El objeto enigmático de la máscara recupera a través del arte, en nuestro tiempo, algo de su antiguo poder mágico
La exposición sigue un hilo: la facultad transformadora de la máscara, la cual va perdiendo su objetualidad –que, en la representación pictórica, no tuvo nunca– para fundirse en el rostro, adquiriendo una cualidad fantasmal. Estas máscaras no protegen, como las que llevamos hoy, sino que exponen y nos exponen a aquello que hace peligrar el orden social y la seguridad personal: la hipocresía y el vicio, la animalidad, la angustia existencial, la sinrazón, el vacío. Al ocultar, revelan. El proceso parte de los “Disparates de carnaval”, en los que se disfraza la identidad para dar salida a fuerzas disruptivas. En el origen de todo, Goya, que tituló uno de sus Caprichos con la sentencia “Nadie se conoce”, con la que denunciaba el engaño en las relaciones interpersonales –del que sería metáfora la máscara– y que hoy podríamos cada uno leer también como la imposibilidad de saber en realidad quiénes somos. Y de Goya a Solana, Ensor, Evaristo Valle, Castelao, Arturo Souto…
A través de la pintura y el dibujo, medios dominantes en la muestra, y con el aliciente de contar con una importante presencia de artistas españoles que trabajaron en la primera mitad del siglo XX –insuficientemente atendidos en las programaciones expositivas de tantos museos que deberían profundizar en su estudio–, la exposición acierta a aproximarnos a un multiforme tema que sin duda tiene una relevancia en la modernidad y lo hace, dados los tiempos que corren, con sensatez: con artistas y obras accesibles en colecciones españolas –también particulares y corporativas– y con la justa medida de autores internacionales para contextualizar, sin renunciar a la óptima, o casi, adecuación al relato.
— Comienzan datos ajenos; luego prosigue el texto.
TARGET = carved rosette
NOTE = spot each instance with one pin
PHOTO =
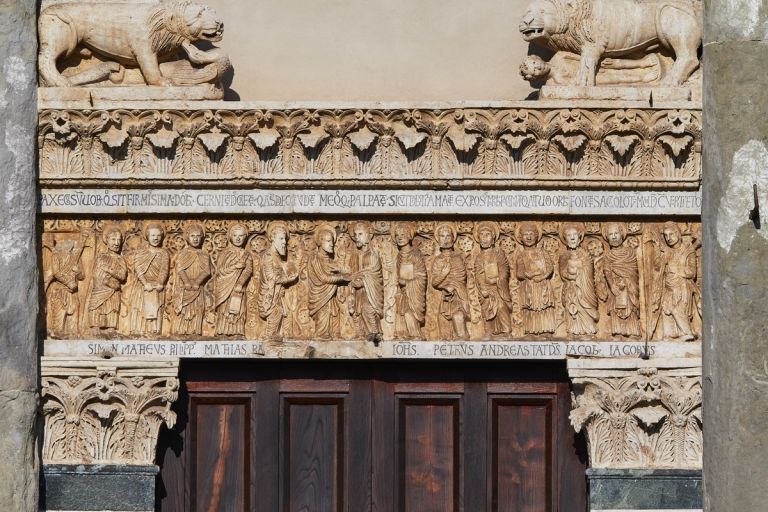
(402, 147)
(639, 418)
(106, 411)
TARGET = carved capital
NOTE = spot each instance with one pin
(641, 415)
(106, 411)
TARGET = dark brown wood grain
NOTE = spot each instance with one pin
(522, 454)
(372, 436)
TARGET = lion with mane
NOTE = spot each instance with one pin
(142, 34)
(594, 29)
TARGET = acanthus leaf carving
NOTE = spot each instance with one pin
(106, 411)
(495, 146)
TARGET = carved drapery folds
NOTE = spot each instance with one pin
(106, 411)
(646, 417)
(493, 147)
(272, 279)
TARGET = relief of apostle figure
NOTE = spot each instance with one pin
(193, 268)
(619, 284)
(234, 267)
(492, 277)
(151, 268)
(411, 297)
(534, 270)
(109, 275)
(577, 270)
(674, 292)
(61, 285)
(367, 301)
(276, 274)
(449, 276)
(325, 276)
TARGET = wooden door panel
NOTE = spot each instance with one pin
(521, 453)
(372, 437)
(221, 439)
(429, 462)
(313, 441)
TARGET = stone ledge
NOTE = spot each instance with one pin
(95, 102)
(99, 487)
(368, 202)
(640, 489)
(606, 353)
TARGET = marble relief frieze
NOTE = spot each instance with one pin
(370, 280)
(543, 147)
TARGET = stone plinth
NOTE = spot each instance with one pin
(99, 487)
(645, 489)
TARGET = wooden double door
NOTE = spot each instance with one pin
(380, 437)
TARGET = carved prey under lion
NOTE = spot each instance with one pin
(596, 29)
(95, 43)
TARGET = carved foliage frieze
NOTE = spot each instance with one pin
(490, 146)
(371, 280)
(648, 418)
(106, 412)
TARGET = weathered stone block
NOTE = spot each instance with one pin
(99, 487)
(640, 489)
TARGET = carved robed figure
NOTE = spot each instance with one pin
(619, 282)
(193, 268)
(674, 293)
(62, 286)
(234, 267)
(324, 277)
(449, 276)
(276, 274)
(151, 268)
(492, 278)
(109, 275)
(367, 306)
(534, 270)
(577, 270)
(411, 297)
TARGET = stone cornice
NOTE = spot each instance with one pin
(516, 146)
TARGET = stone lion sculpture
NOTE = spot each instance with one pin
(146, 35)
(595, 29)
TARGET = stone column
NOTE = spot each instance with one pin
(18, 264)
(642, 422)
(102, 419)
(735, 255)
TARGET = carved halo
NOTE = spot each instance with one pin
(410, 227)
(324, 228)
(487, 225)
(525, 226)
(440, 226)
(578, 226)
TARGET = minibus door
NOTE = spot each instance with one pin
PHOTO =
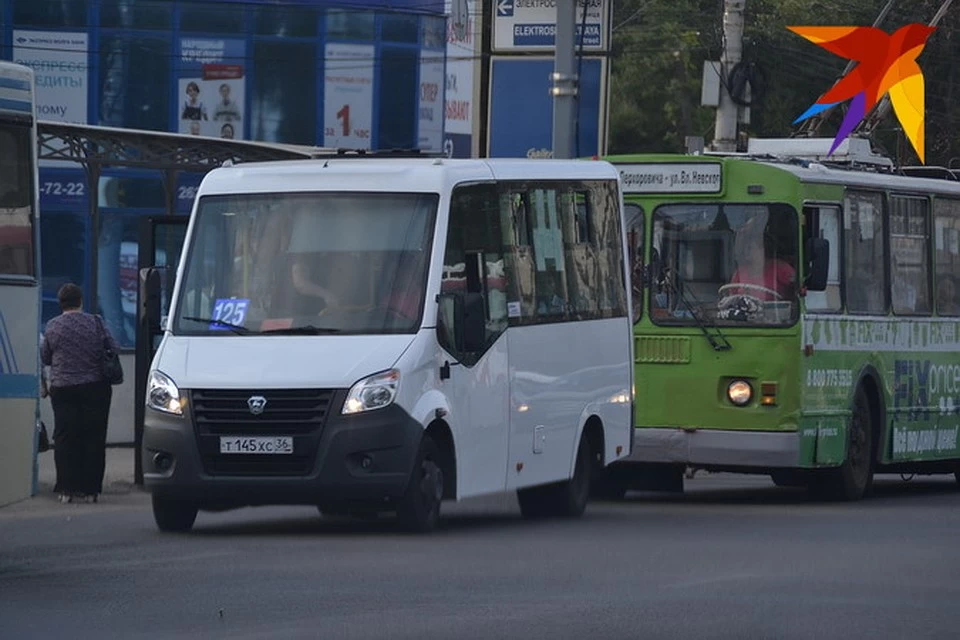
(160, 242)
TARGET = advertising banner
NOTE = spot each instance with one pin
(348, 96)
(531, 25)
(59, 63)
(463, 51)
(430, 136)
(521, 108)
(210, 90)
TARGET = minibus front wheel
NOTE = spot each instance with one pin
(173, 515)
(419, 508)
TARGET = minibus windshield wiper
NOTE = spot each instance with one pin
(228, 325)
(718, 345)
(306, 330)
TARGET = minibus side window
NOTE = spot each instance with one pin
(474, 246)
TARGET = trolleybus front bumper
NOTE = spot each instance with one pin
(715, 447)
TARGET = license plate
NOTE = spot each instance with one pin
(270, 446)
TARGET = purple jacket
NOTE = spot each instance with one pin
(73, 348)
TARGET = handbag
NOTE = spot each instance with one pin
(110, 364)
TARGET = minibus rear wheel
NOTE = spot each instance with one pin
(173, 515)
(567, 499)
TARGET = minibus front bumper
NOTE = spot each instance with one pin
(716, 447)
(365, 457)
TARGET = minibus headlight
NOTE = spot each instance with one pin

La vena expresionista, en el sentido más amplio, tiene un considerable desarrollo en la muestra pero hay ciertamente en ella otro eje en el que la máscara es fuente de inspiración para la experimentación formalista, que esencializa faz y figura: de un lado, están los artistas que se basan en las máscaras africanas o, más genéricamente, tribales, como Picasso, Modigliani, Léger, González, Ferrant o Lam, que protagonizan la sección “Máscaras sobrenaturales” y, de otro, los que acuden a las máscaras neutras –teatrales, industriales–, como Rodchenko, Goncharova o Togores. Hay puntos de especial interés en el recorrido, en la presencia de algunos de los mejores artistas de nuestras vanguardias como Nicolás de Lekuona, Maruja Mallo o Alberto Sánchez o, ya dentro del capítulo final de “Rostros transfigurados”, en los ejemplos de retrato “amascarado” (Olga Sacharoff, Rafael Barradas) o en la conversión de la máscara en pintura facial, en maquillaje (František Kupka, Walt Kuhn). Con Claude Cahun quedan solo anotados la deriva del disfraz y el ámbito fotográfico; una pena, aunque quizá los conozcamos ya mejor, que se nos pasa con un final brillante: volvemos a Goya (en retrato del excéntrico Carlos González Ragel) y a Ensor (en autorretrato al aguafuerte), con máscaras esqueléticas que emergen a la piel desde los adentros y que nos recuerdan la relación de estos objetos fascinantes con la muerte y el más allá.